I am attempting to find a way to better describe the importance of sequencing depth when performing DNA methylation studies.
Quite often, the measure of interest when performing bisulfite sequencing is the ‘percentage methylated’ value (somewhere 0-100%) for a specific CG, CHG, or CHH site in the genome. This is often calculated as the number of reads showing the site methylated / total depth at the site.
The three contexts of DNA methylation often appear to show very different genome-wide averages depending on the species. For example, in grasses CG is always the highest % with somewhere between 60-90%. CHG comes next with 30-60%. Finally, CHH is often found at a much lower level than the others (1-4%).
When performing sequencing, you will often see methylation values that are spurious if sequencing depth is low. For example, if there is a single read covering a CHH site that happens to be methylated, you will get a proportion of 1/1 equaling 100% methylation at that site. Given the general expectation of this context, it is highly unlikely that this is a worthwhile estimate of methylation at this site. As evidence low coverage will often create a number of very specific methylation percentages in your dataset:
100% (1/1), 66.6% (2/3), 50% (1/2), 33/3% (1/3), 25% (1/4), etc etc.
For example, here is a simulation of methylation calculations across 20 independent sequencing libraries. The true methylation percentage has been set at 2%. The X axis indicates the number of reads (depth) covering this individual site and the y axis provides an up-to-date methylation percentage calculation at that given depth:
As you can see, there is a major change in percent methylation if even a single read indicates the site is methylated. In fact, there are multiple cases in which even after reaching a depth of 100 reads over the site, there has yet to be a methylated cytosine call, leaving the percentage at 0. In contrast, if you happen to be unlucky enough to pull a methylated read out of your sequencing lane with low coverage, it can take a substantial number of unmethylated calls to start bringing your percent methylation back down towards the true value.

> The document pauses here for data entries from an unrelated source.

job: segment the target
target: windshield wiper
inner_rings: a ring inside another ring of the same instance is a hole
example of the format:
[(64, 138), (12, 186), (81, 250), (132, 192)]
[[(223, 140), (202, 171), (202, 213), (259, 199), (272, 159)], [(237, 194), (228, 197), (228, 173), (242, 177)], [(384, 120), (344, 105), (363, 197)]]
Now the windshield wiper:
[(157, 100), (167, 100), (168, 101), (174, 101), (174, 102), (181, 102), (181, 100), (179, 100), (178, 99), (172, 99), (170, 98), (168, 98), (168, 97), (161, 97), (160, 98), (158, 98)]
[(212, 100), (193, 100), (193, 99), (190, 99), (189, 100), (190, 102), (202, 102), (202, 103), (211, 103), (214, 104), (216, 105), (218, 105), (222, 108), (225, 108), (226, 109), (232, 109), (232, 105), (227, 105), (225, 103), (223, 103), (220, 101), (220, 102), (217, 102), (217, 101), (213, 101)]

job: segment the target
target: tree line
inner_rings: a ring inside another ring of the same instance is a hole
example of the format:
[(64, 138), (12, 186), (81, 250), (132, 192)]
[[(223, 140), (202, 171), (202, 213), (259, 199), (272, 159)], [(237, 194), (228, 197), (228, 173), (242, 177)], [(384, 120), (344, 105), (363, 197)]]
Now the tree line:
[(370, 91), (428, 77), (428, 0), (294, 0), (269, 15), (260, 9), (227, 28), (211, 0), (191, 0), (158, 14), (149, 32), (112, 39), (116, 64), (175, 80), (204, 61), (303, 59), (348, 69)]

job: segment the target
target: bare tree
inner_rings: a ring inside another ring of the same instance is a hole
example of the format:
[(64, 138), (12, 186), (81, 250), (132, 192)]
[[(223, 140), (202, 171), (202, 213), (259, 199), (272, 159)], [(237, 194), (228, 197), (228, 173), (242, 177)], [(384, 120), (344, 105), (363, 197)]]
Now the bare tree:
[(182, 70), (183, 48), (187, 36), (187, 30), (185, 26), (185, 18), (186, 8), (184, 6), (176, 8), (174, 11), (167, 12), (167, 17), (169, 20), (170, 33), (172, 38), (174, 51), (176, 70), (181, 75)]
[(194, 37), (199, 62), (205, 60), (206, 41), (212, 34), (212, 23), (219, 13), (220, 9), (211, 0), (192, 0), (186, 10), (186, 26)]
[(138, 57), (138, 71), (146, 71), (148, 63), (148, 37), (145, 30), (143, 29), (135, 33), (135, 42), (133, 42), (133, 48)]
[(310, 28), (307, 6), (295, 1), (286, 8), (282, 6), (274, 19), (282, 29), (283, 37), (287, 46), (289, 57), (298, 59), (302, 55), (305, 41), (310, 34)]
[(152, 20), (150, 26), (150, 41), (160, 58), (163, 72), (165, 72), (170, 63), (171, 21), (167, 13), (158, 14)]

We can also look to see how close we are getting to our true value (the grey line above on each plot) by bouncing some dots around:
Overall, we can see that the majority of our sequencing attempts do eventually lead to similar results. That being a calculation near 2%. However, at individual sites, the coverage often will not be anywhere near 100 reads.
For instance, here is the standing with 10-read coverage in this simulation:
You could have 20 biological replicates, or technical replicates for that matter, and at this coverage level none of the samples are really all that close to reality!
Now, let’s compare this to some simulations of higher true values. Here I have set the real value to be 80%:
We still have some of the jittering around our real value, however we are certainly clear to note that this site would be highly methylated.
Of course, if we looked at the actual differences in percent methylation for both of these examples, the numbers are quite similar, but we need to keep in mind that our possible expectations of methylation are different between these contexts. CG methylation appears to show a highly binary state in real data. It is either ‘on’ or ‘off’ with the overall distribution displaying sites at either ~0% or ~100%. In cases like this, a difference of 1-3% is likely not changing any site from being ‘on’ or ‘off’.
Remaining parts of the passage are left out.